Moving to Japan
With a high cost of living and different cultural and working etiquette, Japan is typically a challenging destination for assignees. Yet many expatriates will thrive in this new and exciting environment and often the whole family will enjoy the assignment. ExpatFinder is here to assist you in your relocation to Japan, all at the click of a button.
With its bright neon lights and larger than life signs, it’s easy to fall into the trappings of Japan’s highly urbanized cities. Despite the high quality of life, it is interesting to find how deeply rooted the Japanese are to tradition.
The "Land of the Rising Sun" totals over 3,000 islands, is between 70% to 80% forests and mountains and consists of four major islands: Hokkaido, Honshu, Shikoku and Kyushu. The climate varies from cold temperate in the northern part to subtropical in the southern area. Japan has made its mark in the auto industry, finance, transportation, publishing, electronics, broadcasting industries, tourism, steel plants, manufacturing, textiles and luxury goods industry, often credited with efficiency and dependability. The yen is the local currency.
The country is ruled by a constitutional monarchy with a parliamentary government. The head of state is the emperor (defined as "the symbol of the state and the unity of the people"), and the prime minister is the head of the government. Japan has one of the largest influxes of migrants in the world with a steady, annual flow of 15,000 immigrants. Japanese are hospitable to any foreigners or gaijin. The native tongue, Nihongo (Japanese), is the language of choice; the locals sporadically speak English, but most can understand English, as this is a prerequisite for their education. Although you can easily get ‘lost in translation', don't let it keep you from making your acquaintance with the locals.
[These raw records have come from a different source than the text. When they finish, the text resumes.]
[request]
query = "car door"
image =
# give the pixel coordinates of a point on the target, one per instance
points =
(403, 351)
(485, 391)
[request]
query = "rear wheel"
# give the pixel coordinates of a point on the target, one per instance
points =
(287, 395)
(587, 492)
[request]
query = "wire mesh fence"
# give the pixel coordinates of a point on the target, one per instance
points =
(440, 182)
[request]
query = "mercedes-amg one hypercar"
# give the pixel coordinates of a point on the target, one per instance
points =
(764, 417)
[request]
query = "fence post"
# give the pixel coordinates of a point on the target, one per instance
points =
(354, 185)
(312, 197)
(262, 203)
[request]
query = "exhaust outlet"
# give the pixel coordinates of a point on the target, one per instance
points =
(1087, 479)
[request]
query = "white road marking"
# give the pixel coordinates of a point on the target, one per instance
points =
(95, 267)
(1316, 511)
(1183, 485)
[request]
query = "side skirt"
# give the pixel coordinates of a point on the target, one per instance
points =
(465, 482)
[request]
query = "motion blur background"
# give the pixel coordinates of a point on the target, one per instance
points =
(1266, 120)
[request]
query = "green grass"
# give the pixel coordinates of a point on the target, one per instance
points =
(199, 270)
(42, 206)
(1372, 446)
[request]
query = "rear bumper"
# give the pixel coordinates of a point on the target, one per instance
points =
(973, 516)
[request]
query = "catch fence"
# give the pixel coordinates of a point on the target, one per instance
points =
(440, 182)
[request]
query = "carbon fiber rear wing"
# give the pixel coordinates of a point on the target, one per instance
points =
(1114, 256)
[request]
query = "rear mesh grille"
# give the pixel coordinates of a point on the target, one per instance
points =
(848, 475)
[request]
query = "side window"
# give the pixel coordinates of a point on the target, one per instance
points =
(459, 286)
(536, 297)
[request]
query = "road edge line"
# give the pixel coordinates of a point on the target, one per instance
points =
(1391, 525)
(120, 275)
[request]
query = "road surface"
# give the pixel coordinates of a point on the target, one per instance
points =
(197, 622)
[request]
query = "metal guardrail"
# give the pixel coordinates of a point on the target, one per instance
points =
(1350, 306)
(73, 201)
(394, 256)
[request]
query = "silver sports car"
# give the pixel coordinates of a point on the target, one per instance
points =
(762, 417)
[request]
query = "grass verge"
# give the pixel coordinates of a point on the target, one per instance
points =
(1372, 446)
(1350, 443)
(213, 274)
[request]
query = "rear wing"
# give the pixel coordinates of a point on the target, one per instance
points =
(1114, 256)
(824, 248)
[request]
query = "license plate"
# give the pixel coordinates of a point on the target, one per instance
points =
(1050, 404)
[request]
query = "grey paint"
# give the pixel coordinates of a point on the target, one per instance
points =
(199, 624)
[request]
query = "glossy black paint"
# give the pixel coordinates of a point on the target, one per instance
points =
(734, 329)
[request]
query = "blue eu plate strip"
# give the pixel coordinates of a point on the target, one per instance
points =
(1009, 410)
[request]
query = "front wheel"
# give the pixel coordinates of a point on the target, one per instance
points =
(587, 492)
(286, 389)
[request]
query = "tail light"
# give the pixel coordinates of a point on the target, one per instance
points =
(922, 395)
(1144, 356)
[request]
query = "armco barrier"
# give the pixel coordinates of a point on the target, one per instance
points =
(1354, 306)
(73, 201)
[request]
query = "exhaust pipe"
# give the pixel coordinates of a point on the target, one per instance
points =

Before moving to Japan, bring enough cash (as most merchants do not accept credit cards), financial residence card/Alien registration card, Japanese driver's license in lieu of a residence card, passport with valid visa , personal seal (inkan/hanko), and an original utility bill to help set up a bank account. Since the easiest way to pay bills is through bank transactions, make a trip to the bank as soon you are settled in your own place, and bring a valid passport, stamp (inkan), and "Certificate of Items Stated in Alien Registration Original Slip (Gaikokujin touroku genpyou kisaijikou shoumeisho)." Expats and foreigners must dress appropriately in Japan. The Japanese dress more formally, especially the middle-class adults and people with a high status in society. Most dress up just to run an errand at the store. If you choose to dress down when going out, at least make sure you look neat. A tip for Westerners: Do not expect to find western sizes/proportions in clothing. Look around; you're most likely the tallest person in the crowd. The average Japanese person is smaller, so it goes without saying that clothes and shoes come in smaller sizes than in Western countries. Take enough clothes with you when you relocate, especially for work. Japan has a low crime rate; you can have peace of mind while walking home alone.
In Japan, cars are not usually essential as the country's state-of-the-art public transportation is highly efficient. Trains, buses and subways are easy to navigate and will take you just about anywhere, especially in the metropolitan area. If you want to live in the fast lane, then the heart of Tokyo is the place to be, while the place to be for nightlife is Osaka. In Japan, earthquakes, tremors and seasonal typhoons are part of people's lives. It is important not only to come to terms with these natural conditions, but also to learn the safety drill to follow in the event of an emergency. Familiarize yourself with your employer's disaster plan.
Make sure you register yourself and your family at your home country's embassy or consulate office. An alien registration card is needed for expats staying for more than 90 days in Japan. By law, you must carry identification (passport or alien registration card) with you at all times. The Ministry of Foreign Affairs of Japan website details the procedures for applying for a visa in Japan.